Hi Jonathan,
It sounds like you were adding a column with a default value, since you were able to cancel it and it was still there. Adding default values means your database must rewrite every single one of your rows, although even if you add a NULLable column MySQL still does this, which is why it takes 10/15 minutes "normally".
MySQL is also just this slow, and there's no way of cleaning up once they die, since MySQL's support for schema-altering statements (DDL) is very poor. PostgreSQL not only guarantees to add a NULLable column without locking a table and in only a single operation (so it usually takes one or two milliseconds) it also allows wrapping of DDL statements inside transactions - if you were using it when you killed the command, it would have rolled back to the previous state (it may have been faster, but if you're adding default values PostgreSQL still has to rewrite every row, which takes some time).
Don't worry about memory usage - only a single query is being run, so South won't be getting slow because of that.
If you want my honest advice for changing schema on large databases:
- Use PostgreSQL. We moved Lanyrd to it because we had a ~10 million row table which we needed to add columns to, and it was taking 20 minutes per column under MySQL. It took less time to move the data across than to add our six new columns.
- If you must use MySQL, consider using OneToOneFields rather than adding columns. It's incredibly inefficient to store things this way and slow to query, but it won't lock the entire old table while you add new data.

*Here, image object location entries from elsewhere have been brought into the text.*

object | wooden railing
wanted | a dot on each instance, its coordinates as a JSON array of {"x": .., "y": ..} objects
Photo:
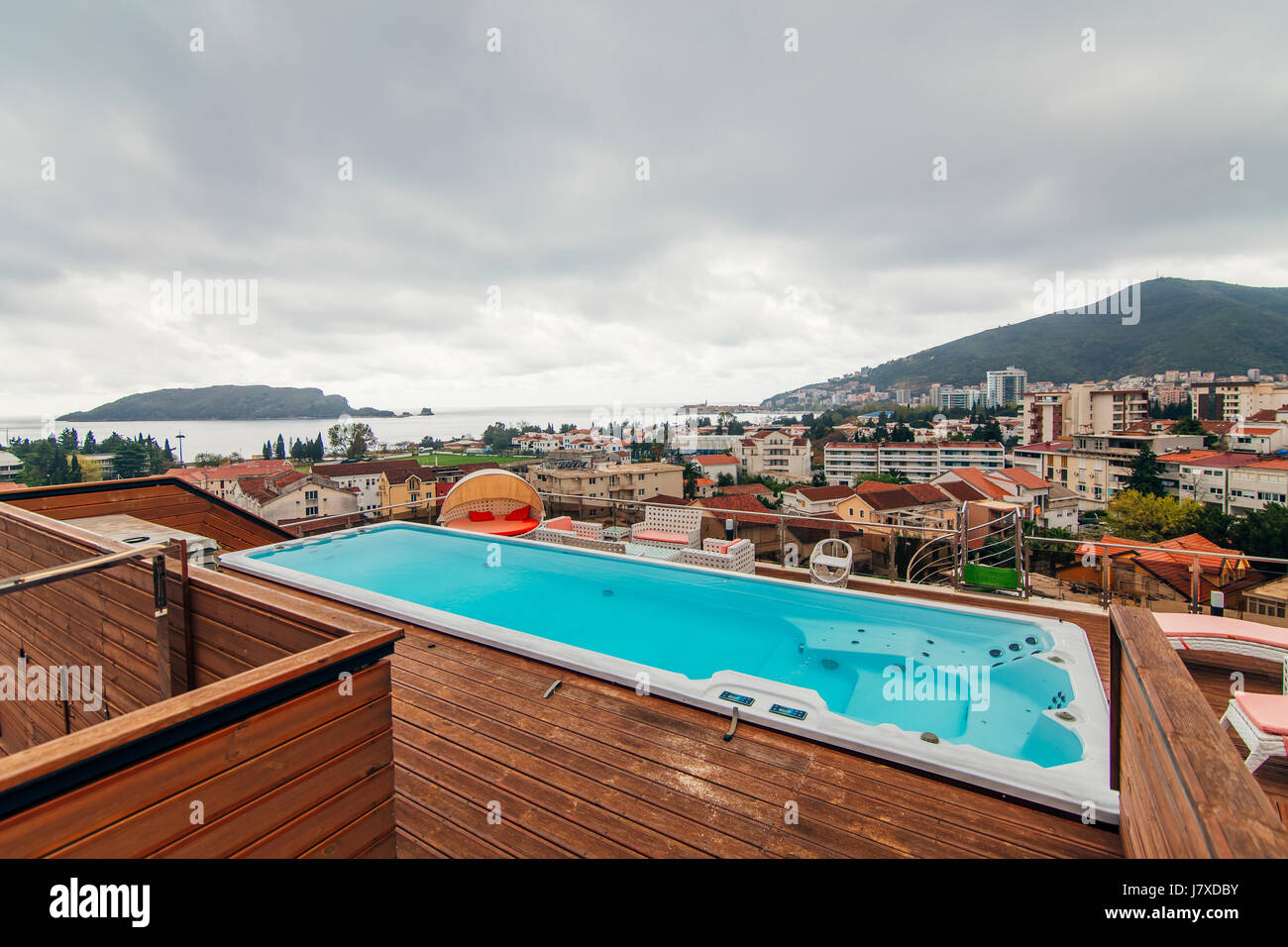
[
  {"x": 228, "y": 719},
  {"x": 1184, "y": 789}
]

- Generally, never, ever add columns with default values - especially not ones like NOW(). South does its best to stop you doing this - Django handles all defaults in its own ORM before things hit the database anyway, so defaults aren't needed on the DB's side - but if you add a null=False column (the default) South will have to add the column with a default, which is very very slow, and then it'll remove the default afterwards (which is fast), so that the new column has data in all of the existing rows.
Large datasets are generally a pain to handle, but these are my top tips. Most large MySQL installations aren't changing its schema - they're usually implementing a pseudo-database on top of it, with EAV or something like that. Your dataset may well be better suited to a different storage architecture than just plain relational, as well - perhaps JSON blobs if all you're doing is adding a lot of sparse, optional attributes a lot - but without a deeper knowledge of what you're trying to do it's hard to say anything there.
Andrew